How to Respectfully Deal with Young People
Where the children’s’ safety is at stake–or that of others–it can be explained to them in terms of not venturing into the use of things not theirs, and/or it can be taught that the consequences are big. If not, lock it all up; stove, sink, kitchen knives, cleaning chemicals, handgun, whatever. The keys are not left in the car, are they? So how stupid are parents who make all manner of dangerous things available to their children and who make use of those things in front of their children, then expect the children not to explore those things, themselves? I don’t know why society has not figured this out en masse and incorporated it en masse as well. It makes no sense at all to assume that because one tells a child not to utilize something that the child will comply—even with the threat of punishments—unless those punishments are non-violent and can create a common understanding of values.
The Dangers and Irrationality of Violent Punishment for Children
Violent punishments only show the hypocrisy and cruelty of a parent to the child, because the child is not mentally mature enough to grasp in agreement the notion that some people can have certain privileges and pleasures and others cannot–simply because of what appears to be size–an usually age—differences. And the physical punishment just indicates that the infliction of pain on a child (or a weaker person) is permissible—while it is not acceptable when meted out against adult or more powerful people. This serves as the child’s first lesson in the acceptance and politics of domination and unequal treatment.

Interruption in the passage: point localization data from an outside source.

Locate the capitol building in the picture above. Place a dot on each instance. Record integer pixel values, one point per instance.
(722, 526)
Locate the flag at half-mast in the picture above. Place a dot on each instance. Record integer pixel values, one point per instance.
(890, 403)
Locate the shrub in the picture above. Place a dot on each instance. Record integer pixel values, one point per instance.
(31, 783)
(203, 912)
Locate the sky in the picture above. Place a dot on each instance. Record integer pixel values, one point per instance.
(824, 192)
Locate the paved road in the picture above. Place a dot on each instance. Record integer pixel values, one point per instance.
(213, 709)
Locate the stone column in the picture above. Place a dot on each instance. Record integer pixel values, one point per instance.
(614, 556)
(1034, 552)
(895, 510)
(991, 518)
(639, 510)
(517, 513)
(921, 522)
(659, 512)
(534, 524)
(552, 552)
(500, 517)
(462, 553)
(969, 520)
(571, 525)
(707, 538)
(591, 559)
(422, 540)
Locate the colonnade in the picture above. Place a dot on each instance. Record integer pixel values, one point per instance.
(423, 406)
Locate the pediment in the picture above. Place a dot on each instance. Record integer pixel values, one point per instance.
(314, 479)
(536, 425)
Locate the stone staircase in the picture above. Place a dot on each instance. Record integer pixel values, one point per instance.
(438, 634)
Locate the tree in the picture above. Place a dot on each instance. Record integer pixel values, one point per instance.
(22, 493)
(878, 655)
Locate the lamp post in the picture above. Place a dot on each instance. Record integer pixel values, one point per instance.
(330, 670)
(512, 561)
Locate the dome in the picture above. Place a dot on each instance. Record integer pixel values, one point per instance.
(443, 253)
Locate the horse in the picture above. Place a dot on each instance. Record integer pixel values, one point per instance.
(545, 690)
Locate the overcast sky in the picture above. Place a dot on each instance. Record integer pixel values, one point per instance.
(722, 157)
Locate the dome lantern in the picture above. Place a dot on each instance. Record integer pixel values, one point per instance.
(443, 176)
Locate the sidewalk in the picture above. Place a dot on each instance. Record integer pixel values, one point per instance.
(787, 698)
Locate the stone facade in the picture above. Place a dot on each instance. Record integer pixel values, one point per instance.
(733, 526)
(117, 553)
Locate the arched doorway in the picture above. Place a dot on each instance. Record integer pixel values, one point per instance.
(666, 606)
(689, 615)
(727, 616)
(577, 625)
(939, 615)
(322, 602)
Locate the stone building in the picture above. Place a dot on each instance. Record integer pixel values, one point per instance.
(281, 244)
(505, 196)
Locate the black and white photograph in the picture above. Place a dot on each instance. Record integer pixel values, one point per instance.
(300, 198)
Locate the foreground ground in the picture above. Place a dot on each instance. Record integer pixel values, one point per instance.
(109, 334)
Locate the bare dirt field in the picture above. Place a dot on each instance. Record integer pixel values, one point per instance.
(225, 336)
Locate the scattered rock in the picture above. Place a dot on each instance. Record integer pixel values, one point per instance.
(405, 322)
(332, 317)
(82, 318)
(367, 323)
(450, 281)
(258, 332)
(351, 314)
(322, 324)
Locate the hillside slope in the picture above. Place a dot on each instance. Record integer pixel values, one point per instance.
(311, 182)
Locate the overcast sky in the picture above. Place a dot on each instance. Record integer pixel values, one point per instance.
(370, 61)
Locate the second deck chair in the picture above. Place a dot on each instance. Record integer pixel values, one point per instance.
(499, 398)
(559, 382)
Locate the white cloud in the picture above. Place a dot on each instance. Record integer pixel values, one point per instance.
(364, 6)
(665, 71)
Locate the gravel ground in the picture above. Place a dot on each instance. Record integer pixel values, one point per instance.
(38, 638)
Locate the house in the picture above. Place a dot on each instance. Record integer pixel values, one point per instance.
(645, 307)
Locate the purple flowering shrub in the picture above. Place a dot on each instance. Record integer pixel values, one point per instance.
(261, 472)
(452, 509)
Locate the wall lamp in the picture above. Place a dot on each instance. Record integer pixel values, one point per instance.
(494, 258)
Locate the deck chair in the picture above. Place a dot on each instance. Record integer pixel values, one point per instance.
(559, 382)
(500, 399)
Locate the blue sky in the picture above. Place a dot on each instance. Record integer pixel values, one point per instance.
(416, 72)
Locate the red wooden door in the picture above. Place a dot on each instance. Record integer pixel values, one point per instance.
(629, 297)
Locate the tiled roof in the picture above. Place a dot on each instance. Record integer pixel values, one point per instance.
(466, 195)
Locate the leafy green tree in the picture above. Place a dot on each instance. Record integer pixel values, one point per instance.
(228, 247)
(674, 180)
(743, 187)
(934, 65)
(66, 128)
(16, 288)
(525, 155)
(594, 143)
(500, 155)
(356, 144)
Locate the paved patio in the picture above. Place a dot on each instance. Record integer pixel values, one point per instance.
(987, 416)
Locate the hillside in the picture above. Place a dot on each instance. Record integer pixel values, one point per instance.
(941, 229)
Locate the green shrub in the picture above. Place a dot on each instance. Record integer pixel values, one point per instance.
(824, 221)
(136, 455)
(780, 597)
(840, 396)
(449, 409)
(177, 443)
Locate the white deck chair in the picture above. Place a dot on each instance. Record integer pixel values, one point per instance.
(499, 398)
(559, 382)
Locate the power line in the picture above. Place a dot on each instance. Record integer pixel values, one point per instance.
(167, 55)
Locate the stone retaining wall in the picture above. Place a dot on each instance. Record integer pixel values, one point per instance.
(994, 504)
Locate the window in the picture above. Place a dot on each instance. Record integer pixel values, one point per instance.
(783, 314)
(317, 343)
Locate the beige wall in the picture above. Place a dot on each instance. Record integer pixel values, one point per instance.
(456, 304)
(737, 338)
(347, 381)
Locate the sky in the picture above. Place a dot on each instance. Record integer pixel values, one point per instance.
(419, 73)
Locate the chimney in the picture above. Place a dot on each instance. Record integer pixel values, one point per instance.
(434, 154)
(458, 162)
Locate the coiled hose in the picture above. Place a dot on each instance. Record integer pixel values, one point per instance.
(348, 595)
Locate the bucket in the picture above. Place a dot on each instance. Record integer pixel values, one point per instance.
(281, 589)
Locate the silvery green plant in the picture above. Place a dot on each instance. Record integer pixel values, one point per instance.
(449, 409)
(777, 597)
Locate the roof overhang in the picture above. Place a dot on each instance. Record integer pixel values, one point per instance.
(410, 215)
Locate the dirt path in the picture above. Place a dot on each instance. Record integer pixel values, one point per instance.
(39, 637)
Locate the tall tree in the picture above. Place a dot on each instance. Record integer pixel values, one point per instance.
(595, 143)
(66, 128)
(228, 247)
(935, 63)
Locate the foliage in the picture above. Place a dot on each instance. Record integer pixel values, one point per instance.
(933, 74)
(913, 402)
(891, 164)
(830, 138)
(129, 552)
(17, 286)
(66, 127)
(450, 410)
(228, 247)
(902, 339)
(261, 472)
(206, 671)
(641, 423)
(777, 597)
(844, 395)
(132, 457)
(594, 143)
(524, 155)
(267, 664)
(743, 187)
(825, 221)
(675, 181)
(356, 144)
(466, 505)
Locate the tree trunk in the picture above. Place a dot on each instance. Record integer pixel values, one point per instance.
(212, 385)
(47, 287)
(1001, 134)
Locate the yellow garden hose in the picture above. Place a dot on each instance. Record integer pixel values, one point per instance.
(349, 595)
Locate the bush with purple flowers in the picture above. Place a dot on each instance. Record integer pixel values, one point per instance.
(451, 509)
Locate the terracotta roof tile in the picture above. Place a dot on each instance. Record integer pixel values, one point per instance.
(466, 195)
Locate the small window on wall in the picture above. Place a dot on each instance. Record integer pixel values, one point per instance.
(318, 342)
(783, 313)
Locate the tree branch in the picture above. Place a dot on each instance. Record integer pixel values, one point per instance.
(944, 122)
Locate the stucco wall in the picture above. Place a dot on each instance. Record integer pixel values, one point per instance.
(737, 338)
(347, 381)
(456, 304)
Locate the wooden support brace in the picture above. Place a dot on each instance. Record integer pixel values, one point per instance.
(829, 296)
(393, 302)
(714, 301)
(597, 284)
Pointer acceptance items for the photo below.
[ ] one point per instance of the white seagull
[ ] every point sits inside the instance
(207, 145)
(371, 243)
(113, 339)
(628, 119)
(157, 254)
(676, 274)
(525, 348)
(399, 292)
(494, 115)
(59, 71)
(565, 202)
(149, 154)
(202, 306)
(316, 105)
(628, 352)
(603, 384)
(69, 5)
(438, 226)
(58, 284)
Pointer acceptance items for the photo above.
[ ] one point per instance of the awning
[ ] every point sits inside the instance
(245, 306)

We are supposed to have children not as a rite of passage or to grow a work force, to plant seeds in the world reflecting our twisted religions and philosophies, or as accidents stemming from our passion; we are supposed—as civilized human beings—to give birth to new human life in order to spread and share our intense and healthy love with our partners and to the children we bear and raise with them. Therefore—though it is nice to hear appreciative words, and it is good to teach appreciation to young human beings—it is not part of the mental need of a parent who understands that it is a clear and undeniable duty, and it is healthy love that brings a parent to be necessarily working at raising his or her offspring. It is not favor we lavish on young human beings in caring for them; it is an undying desire to care for them until they can care completely for themselves, and it is the job itself that is the reward; parenting is a privilege as well as an unequivocal duty, to make healthy and free new human beings.
I sincerely hope you begin, with billions of other adults, to re-evaluate what it means to be human and what is natural and what is not—and therefore what is not really fair and sensible, and thus what is helpful and what is not.
If young human beings were treated as full human beings and not lesser than that, most of the problems people have raising them would go away; the job of guiding them would be harder in some respects, yes—but it would also be a lot less stressful and damaging, for sure—and society would be better off, as well.
Short of the employment of life-altering spiritual, intellectual, experiential and psycho-therapeutic alteration, everything an adult is… comes from his or her parental environment—and therefrom comes society.